Abstract
Abstract
Background
Although roxadustat has been reported to cause central hypothyroidism, the details of the mechanisms and clinical characteristics of patients who are prone to developing hypothyroidism with roxadustat are uncertain.
Case presentation
A 53-year-old man with a 3-year history of hemodialysis due to diabetic kidney disease who had been treated with roxadustat, a hypoxia-inducible factor prolyl hydroxylase inhibitor, for 2 years was admitted to the hospital because of worsening gait disturbance and impaired consciousness. He had also acquired pure red cell aplasia associated with T-cell large granular lymphocytic leukemia and received multiple blood transfusions. Because his serum concentration of thyroid hormones was low, we diagnosed him with hypothyroidism, and his consciousness level recovered to normal with thyroid hormone replacement therapy.

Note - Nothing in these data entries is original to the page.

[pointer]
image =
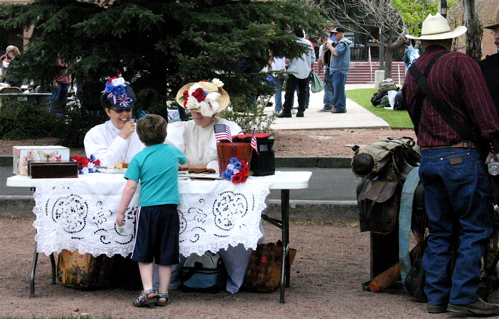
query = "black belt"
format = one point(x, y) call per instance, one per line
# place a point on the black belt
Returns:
point(458, 145)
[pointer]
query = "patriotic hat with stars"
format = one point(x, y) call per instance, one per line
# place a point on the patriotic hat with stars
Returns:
point(118, 93)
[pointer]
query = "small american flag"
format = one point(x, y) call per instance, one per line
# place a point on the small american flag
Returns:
point(222, 132)
point(253, 143)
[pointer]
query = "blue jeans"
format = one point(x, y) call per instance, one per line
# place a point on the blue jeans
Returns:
point(339, 96)
point(279, 83)
point(307, 93)
point(292, 83)
point(457, 192)
point(328, 90)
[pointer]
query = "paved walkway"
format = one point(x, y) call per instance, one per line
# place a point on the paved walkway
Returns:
point(356, 116)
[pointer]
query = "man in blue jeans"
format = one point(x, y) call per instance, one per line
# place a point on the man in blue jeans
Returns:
point(323, 62)
point(457, 188)
point(339, 66)
point(299, 73)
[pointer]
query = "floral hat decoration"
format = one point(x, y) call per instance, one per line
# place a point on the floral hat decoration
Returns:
point(118, 93)
point(205, 97)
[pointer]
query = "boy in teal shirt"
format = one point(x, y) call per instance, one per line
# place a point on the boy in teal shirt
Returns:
point(157, 229)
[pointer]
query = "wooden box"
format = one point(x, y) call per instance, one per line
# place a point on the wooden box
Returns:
point(42, 169)
point(23, 154)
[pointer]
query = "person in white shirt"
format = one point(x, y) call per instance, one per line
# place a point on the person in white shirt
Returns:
point(115, 140)
point(196, 139)
point(299, 72)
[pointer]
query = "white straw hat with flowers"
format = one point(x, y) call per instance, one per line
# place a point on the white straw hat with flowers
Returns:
point(494, 25)
point(436, 27)
point(208, 98)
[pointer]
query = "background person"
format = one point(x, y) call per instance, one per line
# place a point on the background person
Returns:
point(115, 140)
point(323, 62)
point(11, 52)
point(196, 139)
point(299, 73)
point(60, 87)
point(278, 65)
point(339, 67)
point(158, 225)
point(457, 188)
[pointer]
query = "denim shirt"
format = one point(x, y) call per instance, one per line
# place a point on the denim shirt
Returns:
point(341, 62)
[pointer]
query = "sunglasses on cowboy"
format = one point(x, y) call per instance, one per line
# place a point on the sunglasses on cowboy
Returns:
point(128, 110)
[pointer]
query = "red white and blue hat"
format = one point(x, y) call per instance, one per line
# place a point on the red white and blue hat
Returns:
point(119, 93)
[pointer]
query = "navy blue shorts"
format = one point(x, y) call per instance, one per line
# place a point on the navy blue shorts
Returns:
point(157, 235)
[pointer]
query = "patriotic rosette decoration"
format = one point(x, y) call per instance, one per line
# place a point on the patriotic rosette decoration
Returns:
point(86, 165)
point(236, 172)
point(119, 93)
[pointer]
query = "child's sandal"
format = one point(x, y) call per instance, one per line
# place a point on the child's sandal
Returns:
point(145, 299)
point(161, 296)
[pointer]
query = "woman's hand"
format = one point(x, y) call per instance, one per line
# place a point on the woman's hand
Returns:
point(127, 130)
point(120, 219)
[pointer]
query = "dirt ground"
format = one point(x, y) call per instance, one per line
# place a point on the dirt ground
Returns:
point(331, 263)
point(336, 143)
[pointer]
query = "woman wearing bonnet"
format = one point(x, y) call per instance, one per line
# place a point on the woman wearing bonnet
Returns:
point(196, 139)
point(114, 141)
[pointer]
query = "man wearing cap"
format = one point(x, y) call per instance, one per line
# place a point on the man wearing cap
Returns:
point(324, 61)
point(339, 66)
point(457, 188)
point(299, 73)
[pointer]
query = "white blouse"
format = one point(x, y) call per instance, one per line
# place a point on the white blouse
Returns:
point(196, 142)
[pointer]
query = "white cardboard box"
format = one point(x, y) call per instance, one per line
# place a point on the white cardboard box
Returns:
point(23, 154)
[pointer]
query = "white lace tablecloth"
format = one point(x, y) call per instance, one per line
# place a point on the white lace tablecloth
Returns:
point(80, 214)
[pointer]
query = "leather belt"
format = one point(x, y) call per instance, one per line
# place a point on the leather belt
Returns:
point(459, 145)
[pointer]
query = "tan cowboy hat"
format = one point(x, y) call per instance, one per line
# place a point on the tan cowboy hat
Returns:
point(436, 27)
point(216, 99)
point(494, 26)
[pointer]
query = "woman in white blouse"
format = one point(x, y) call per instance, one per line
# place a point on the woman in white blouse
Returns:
point(196, 138)
point(115, 140)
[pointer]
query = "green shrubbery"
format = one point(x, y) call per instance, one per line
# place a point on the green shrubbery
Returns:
point(250, 117)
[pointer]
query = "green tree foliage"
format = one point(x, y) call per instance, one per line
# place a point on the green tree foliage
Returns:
point(414, 12)
point(159, 45)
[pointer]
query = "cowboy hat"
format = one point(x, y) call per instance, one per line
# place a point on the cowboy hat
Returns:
point(205, 97)
point(494, 26)
point(436, 27)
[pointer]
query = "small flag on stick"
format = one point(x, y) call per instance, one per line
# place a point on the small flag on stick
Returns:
point(254, 144)
point(222, 132)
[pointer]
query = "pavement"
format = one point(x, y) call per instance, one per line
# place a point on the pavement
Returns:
point(331, 192)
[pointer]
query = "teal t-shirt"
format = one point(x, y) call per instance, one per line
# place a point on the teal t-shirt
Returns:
point(156, 168)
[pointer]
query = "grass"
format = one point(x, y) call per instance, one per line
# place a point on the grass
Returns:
point(396, 119)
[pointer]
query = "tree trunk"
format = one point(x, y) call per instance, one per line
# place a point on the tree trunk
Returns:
point(474, 33)
point(388, 60)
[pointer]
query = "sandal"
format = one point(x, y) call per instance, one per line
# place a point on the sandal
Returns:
point(145, 299)
point(161, 296)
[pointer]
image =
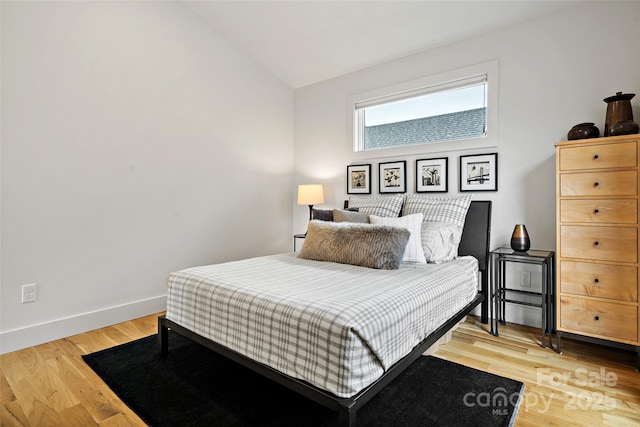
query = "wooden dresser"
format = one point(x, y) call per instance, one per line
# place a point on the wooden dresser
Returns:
point(597, 239)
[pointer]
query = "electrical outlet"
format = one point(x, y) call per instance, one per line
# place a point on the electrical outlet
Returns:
point(525, 279)
point(29, 293)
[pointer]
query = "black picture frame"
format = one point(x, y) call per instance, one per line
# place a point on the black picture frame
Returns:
point(392, 177)
point(432, 175)
point(479, 172)
point(359, 179)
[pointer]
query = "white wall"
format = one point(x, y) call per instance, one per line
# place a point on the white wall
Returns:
point(555, 72)
point(134, 142)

Computed tomography revealed a high-intensity atrophic thyroid gland, and magnetic resonance imaging showed diffusely reduced T2 and T1 signals of the pituitary anterior gland. These findings confirmed the accumulation of iron in the pituitary and thyroid glands. Combined pituitary stimulation tests with thyrotropin-releasing hormone, luteinizing hormone-releasing hormone, and corticotropin-releasing hormone revealed that the patient had pan-hypopituitarism. After discontinuation of roxadustat, the patient was treated with another hypoxia-inducible factor prolyl hydroxylase inhibitor, vadadustat. One month after switching medication, a stimulation test with thyrotropin-releasing hormone showed normal responses to thyroid-stimulating hormone. The patient was treated with levothyroxine 50 μg daily without any significant symptoms and is currently under follow-up observation as an outpatient.
Conclusions
We encountered a dialysis patient with roxadustat-induced hypothyroidism associated with transfusion iron overload. To our knowledge, this is the first case to clearly show that roxadustat can impair thyroid-stimulating hormone secretion in repeated thyrotropin-releasing hormone stimulation tests. Because the present patient had received roxadustat for more than 2 years before hypothyroidism became apparent, regular monitoring of the thyroid function may be needed in patients with renal anemia who have been treated with roxadustat, especially those at high risk of thyroid dysfunction.